Download or read book GENERALIZED INTEGRAL TRANSFORMS OF DISTRIBUTIONS written by Dr. B. B. Waphare and published by Lulu Publication. This book was released on 2021-02-03 with total page 16 pages. Available in PDF, EPUB and Kindle. Book excerpt: 1.1 Introduction In recent years, integral transforms have become essential working tools of every engineer and applied scientist. The Laplace transform, which undoubtedly is the most familiar example, is being suited to solving boundary value problems. The classical methods of solution of initial and boundary value problems in physics and engineering sciences have their roots in Fourier’s pioneering work. An alternative approach through integral transforms methods emerged primarily through Heaviside’s efforts on operational techniques. In addition to being of great theoretical interest to mathematicians, integral transform methods have been found to provide easy and effective ways of solving a variety of problems arising in engineering and physical science. The use of integral transforms is somewhat analogous to that of logarithms. That is, a problem involving multiplication or division can be reduced to one involving simple processes addition or subtraction by taking logarithms. For almost two centuries the method of function transformations has been used successfully in solving many problems in engineering, mathematical physics and applied mathematics. Function transformations include, but are not limited to the well-known technique of linear integral transformations. A function transformation simply means a mathematical operation through which a real or complex valued function f is transformed into an other F, or into a sequence of numbers, or more generally into a set of data. Since its birth in the 1780’s in the work of the great mathematician Laplace, on probability theory, the theory of function transformations has flourished and continues to do so. In the last few years, in particular, it has received a great impetus from the advent of wavelets. Not only is the wavelet transform an example of how practical function transformations can be, but it is also an example of a transformation that has gone beyond what it was designed to do as a technique. It has contributed to the development of modern mathematical analysis just as the Fourier transformation contributed to the advancement of classical analysis in the earliest years of the nineteenth century.
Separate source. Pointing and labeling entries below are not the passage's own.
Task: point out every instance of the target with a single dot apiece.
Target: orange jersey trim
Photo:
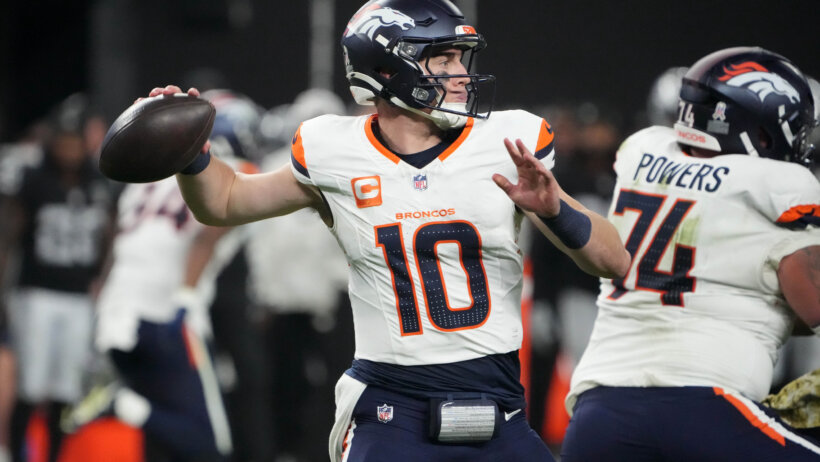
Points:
(297, 149)
(545, 136)
(799, 211)
(767, 430)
Download or read book Integral Transforms of Generalized Functions and Their Applications written by Ram Shankar Pathak and published by Routledge. This book was released on 2017-07-05 with total page 432 pages. Available in PDF, EPUB and Kindle. Book excerpt: For those who have a background in advanced calculus, elementary topology and functional analysis - from applied mathematicians and engineers to physicists - researchers and graduate students alike - this work provides a comprehensive analysis of the many important integral transforms and renders particular attention to all of the technical aspects of the subject. The author presents the last two decades of research and includes important results from other works.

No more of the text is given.